Aansluitend bij zijn vorige redenering vraagt Dejonghe zich af hoe je ‘efficiënt’ eigenlijk moet definiëren. “Naar de fans toe is dat waarschijnlijk : zo goed mogelijk presteren. Maar intern zal er wel een doelstelling vooropgesteld zijn, met andere woorden : x aantal punten. Tenminste : dat hóóp ik. Als men dan meer punten behaalt dan de doelstelling was, kan dit ook inefficiënt zijn omdat de kosten stijgen.”
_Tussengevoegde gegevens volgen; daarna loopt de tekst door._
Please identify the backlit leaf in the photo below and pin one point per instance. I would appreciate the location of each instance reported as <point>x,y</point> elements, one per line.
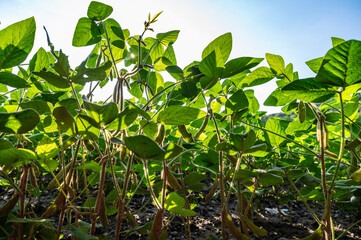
<point>16,157</point>
<point>179,115</point>
<point>143,146</point>
<point>99,11</point>
<point>308,90</point>
<point>19,122</point>
<point>13,80</point>
<point>17,40</point>
<point>86,33</point>
<point>274,125</point>
<point>341,65</point>
<point>222,47</point>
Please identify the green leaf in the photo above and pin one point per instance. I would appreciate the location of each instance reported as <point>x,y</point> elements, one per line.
<point>243,142</point>
<point>17,40</point>
<point>237,101</point>
<point>123,119</point>
<point>13,80</point>
<point>115,33</point>
<point>143,146</point>
<point>168,38</point>
<point>5,144</point>
<point>98,11</point>
<point>276,63</point>
<point>62,65</point>
<point>179,115</point>
<point>356,176</point>
<point>274,125</point>
<point>278,98</point>
<point>53,79</point>
<point>253,104</point>
<point>40,61</point>
<point>103,114</point>
<point>208,66</point>
<point>259,76</point>
<point>308,90</point>
<point>19,122</point>
<point>16,157</point>
<point>222,47</point>
<point>172,150</point>
<point>88,127</point>
<point>315,64</point>
<point>175,71</point>
<point>238,65</point>
<point>38,105</point>
<point>64,120</point>
<point>175,204</point>
<point>84,74</point>
<point>47,149</point>
<point>341,65</point>
<point>80,234</point>
<point>86,33</point>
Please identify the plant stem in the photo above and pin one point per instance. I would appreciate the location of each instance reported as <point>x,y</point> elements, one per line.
<point>146,173</point>
<point>303,200</point>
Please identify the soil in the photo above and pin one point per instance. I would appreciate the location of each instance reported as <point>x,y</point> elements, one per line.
<point>207,223</point>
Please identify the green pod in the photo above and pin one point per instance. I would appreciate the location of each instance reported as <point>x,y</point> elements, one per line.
<point>185,134</point>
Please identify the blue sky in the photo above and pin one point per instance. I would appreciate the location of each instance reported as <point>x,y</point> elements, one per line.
<point>296,30</point>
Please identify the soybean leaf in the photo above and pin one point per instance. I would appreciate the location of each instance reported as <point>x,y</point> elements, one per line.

Het is wat Lierse en Moeskroen overkwam in het seizoen dat ze onverwacht in de top vijf eindigden en daarvan nadien – financieel – niet herstelden. “Juist,” zegt Van den Driessche, “maar zonder leedvermaak te koesteren, denk ik toch te mogen zeggen dat Lierse zijn hand toen heeft overspeeld. Het is onze ambitie een vaste waarde te worden in de middenmoot. Bij Cercle huldigen we het oude West-Vlaamse principe dat we zaaien naar de zak. Wij doen geen zotte toeren. Volgens Dejonghe is Cercle economisch niet leefbaar, maar het lukt ons wel. Zonder schulden, zonder problemen, maar wel met hard werken.”